Naar inhoud springen

De Katholieke Illustratie/Jaargang 1/Nummer 3/Kardinaal Wiseman

Uit Wikisource
De wereldtentoonstelling van Parijs Kardinaal Wiseman (1867) door een onbekende auteur

De Katholieke Illustratie, jrg. 1, nr. 3 (1867), p. 18-19.

Maximiliaan, keizer van Mexiko
Uitgegeven in 's-Hertogenbosch door Administratie van de Katholieke Illustratie (uitg. door Henri Bogaerts).
[ 18 ]

KARDINAAL WISEMAN.



Deze beroemde en geleerde kerkvoogd werd geboren op den 2 Augustus 1802 te Sevilla in Spanje, waar zijn vader een aanzienlijk koopman was. Deze dreef niet alleen een uitgebreiden handel in Spanje maar had ook een kantoor te Waterford in Ierland, van waar zijn geslacht afkomstig was. Hij heette James Wiseman; zijne echtgenoot was gesproten uit de oud-adellijke familie Strange, wier bezittingen grootendeels door Cromwell werden verbeurd verklaard. Hun zoon Nicolaas ontving zijne eerste opvoeding in Spanje; reeds in 1809 vetrok hij met zijne moeder naar Ierland en werd geplaatst, in het opvoedingsgesticht van een geestelijke te Waterford, Dr. Creijton geheeten, doch ook dit verliet hij spoedig, om zijne verdere opleiding te ontvangen op het Sanct-Cuthberts collegie te Ushaw bij Durham, waar hij tot 1818 bleef en de schitterendste vorderingen maakte; zijne leermeesters, vooral de beroemde geschiedkenner Lingard, hadden spoedig ontdekt welke groote talenten in den jongen Wiseman sluimerden en stelden alles in het werk die op te wekken en te ontwikkelen; van af zijne teedere jeugd legde hij groote neiging aan den dag voor den geestelijken stand en stichtte een ieder door zijne teedere godsvrucht, zijn vromen levenswandel.

Vroegtijdig verloor Nicolaas Wiseman zijn vader, en zijne moeder, alleen met zijne verzorging belast, zond hem naar Rome, om er zijne theologische studiën voort te zetten. In Julij 1824 verkreeg hij de waardigheid van doctor in de godgeleerdheid en in het volgende jaar de heilige wijdingen; waarna hij in de heilige stad een reeks van jaren zich met den vurigsten ijver op de vervulling zijner geestelijke bediening en de beoefening van verschillende wetenschappen toelegde.
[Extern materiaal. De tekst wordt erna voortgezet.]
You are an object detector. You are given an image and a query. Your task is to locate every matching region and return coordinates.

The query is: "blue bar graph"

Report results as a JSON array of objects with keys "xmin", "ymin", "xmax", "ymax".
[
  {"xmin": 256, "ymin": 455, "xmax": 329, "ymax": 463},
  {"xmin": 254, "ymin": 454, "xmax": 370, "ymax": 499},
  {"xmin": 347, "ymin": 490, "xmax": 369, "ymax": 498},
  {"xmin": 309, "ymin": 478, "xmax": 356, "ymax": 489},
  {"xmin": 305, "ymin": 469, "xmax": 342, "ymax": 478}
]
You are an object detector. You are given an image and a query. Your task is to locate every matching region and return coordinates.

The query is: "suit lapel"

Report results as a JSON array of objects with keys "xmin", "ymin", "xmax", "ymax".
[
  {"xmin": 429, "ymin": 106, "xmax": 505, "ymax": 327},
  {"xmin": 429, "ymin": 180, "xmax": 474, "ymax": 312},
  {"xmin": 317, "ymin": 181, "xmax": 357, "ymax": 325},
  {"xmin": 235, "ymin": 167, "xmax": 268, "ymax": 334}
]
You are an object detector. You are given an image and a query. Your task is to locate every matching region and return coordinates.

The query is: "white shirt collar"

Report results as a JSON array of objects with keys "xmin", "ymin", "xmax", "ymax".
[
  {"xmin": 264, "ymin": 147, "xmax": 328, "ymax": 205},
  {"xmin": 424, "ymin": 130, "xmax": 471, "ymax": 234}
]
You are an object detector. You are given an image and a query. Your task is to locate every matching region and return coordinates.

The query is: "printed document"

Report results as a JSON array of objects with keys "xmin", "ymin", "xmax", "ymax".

Nergens meer dan te Rome wordt het talent, wanneer het op deugd gegrond is, aangemoedigd. Al spoedig sprak men in de geleerde kringen der eeuwige stad over de verwachtingen, die de jonge geleerde voor de Kerk opleverde, en de schitterende toekomst, die hij te gemoet ging. Reeds in 1827 werd hij hoogleeraar in de Oostersche talen aan de universiteit te Rome en vice-rector van het Engelsch collegie, waarvan hij een der eerste leerlingen was geweest. Als hij in de collegiezalen door zijn welsprekendheid de studenten geboeid en geleerden in verrukking had gebragt, zocht hij, wars van alle ijdele eer, zijn stil studeervertrek op en doorzocht de oudste bronnen van gewijde en ongewijde geschiedenis, ontcijferde de naauw leesbare of half vergane manuscripten uit de bibliotheek des Vaticaans en verzamelde de [ 19 ]resultaten zijner nasporingen in werken, die de wereld verbaasden; het eerst verscheen van hem Horae Syriacae waarin hij bewees, dat de protestansche opvatting van de woorden: dit is mijn ligchaam, valsch is, en verder bijdragen leverde voor de geschiedenis der oude grieksche vertalingen van het Oude Testament.

Paus Pius VII gaf den geleerde zijn oordeel over het werk in de volgende karakteristieke woorden: „gij hebt Egypte zijne ruïnen ontroofd en bewezen, dat zij het volk Gods toebehoorden.”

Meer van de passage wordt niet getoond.